Mentre cercava di documentare le devastazioni che minacciavano la missione e i villaggi vicini, un operaio lo ha visto. Prima che riuscisse ad arrivare alla sua auto per allontanarsi sono arrivati alcuni militari che gli hanno intimato di fermarsi. Gli hanno preso macchina fotografica e telefonino e lo hanno portato in una caserma in città. Solo l’intervento di una folla inferocita e urlante ha convinto il Procuratore a disporne il rilascio. 

“Poteva essere una strage. I militari hanno sparato contro la gente. Non hanno ucciso nessuno per pura casualità. I cinesi stanno saccheggiando chilometri di terreno, causando grossi disastri a livello di inquinamento per l’acqua e sconvolgendo il letto del fiume. Le analisi effettuate su campioni prelevati in più punti hanno rivelato l’elevata presenza di mercurio ma nessuno si è preoccupato di informare la popolazione del rischio del contatto e dell’uso dell’acqua” l’accusa di padre Aurelio, che ha lanciato un appello alle autorità locali a fermare il disastro ecologico che sta avvelenando le risorse idriche e minando la salute della comunità.

La sua denuncia non è rimasta inascoltata. Lui, da solo, un semplice sacerdote italiano, è riuscito a fermare potenti multinazionali con fatturati di milioni di dollari. Una commissione d’inchiesta del parlamento della Repubblica Centrafricana dopo un’indagine e un sopralluogo dei deputati che ha riguardato progetti estrattivi avviati nell’area di Bozoum dalle società Tian Xian, Tian Run, Meng e Mao, ha chiesto la chiusura di quattro miniere d’oro. Una passione civile straordinaria quella di padre Aurelio per la giustizia e i diritti. pari solo alla sua fede. Chiunque incontri il missionario cuneese si arricchisce di umanità e speranza. “I racconti del suo mondo sono appassionati come quelli di una madre che non si stanca mai di parlare dei propri figli.

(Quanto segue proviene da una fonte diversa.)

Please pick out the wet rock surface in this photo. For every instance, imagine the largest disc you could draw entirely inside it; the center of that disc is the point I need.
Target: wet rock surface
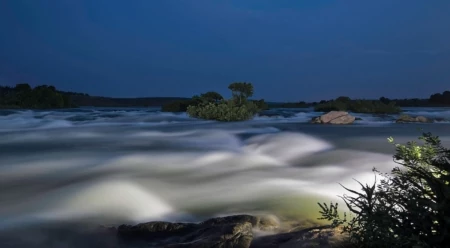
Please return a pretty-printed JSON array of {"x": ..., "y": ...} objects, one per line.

Nelle sue giornate a Bozoum ci sono anche le responsabilità delle scuole della missione, che accolgono ogni giorno 1500 studenti, e dei villaggi vicini: è particolarmente fiero del metodo inventato per l’insegnamento della lingua nazionale nelle prime classi elementari” dice di lui Sarah Numico di Aleteia.
“Il governo ci sta pregando di allargare l’esperienza al Paese” racconta orgoglioso padre Aurelio parlando del programma scolastico “Poi c’è l’attività nei dispensari, il progetto sull’aids e quello per le mamme incinte. Ci occupiamo anche di agricoltura e di formazione alle nuove tecniche di coltivazione e creazione di spazi di vendita”. Il tutto porta a risultati straordinari, ottimizzati durante le fiere a Bozoum e Bouar: “uno spazio annuale per la gente della regione in cui vendere i prodotti e stare in serenità” aggiunge sorridente. 

“L’ultimo anno siamo arrivati a 90 mila dollari di vendite. E il reddito pro capite annuale in Centrafrica è di 400 dollari. La rinascita economica ha portato anche all’apertura di una Cassa di Risparmio, 5 sportelli tra Bozoum e i villaggi vicini”.  Nonostante la gran mole di lavoro padre Aurelio trova anche il tempo di scrivere. Pochi mesi fa è uscito un suo libro che raccoglie i racconti delle sue esperienze e i fatti di cui è testimone, riportati quotidianamente in un blog dal 2011. “Coraggio”, il titolo del volume, parla della vita in Centrafrica e “della bellezza dell’attività missionaria”. Parola di padre carmelitano che ad essa ha dedicato più della metà della propria esistenza.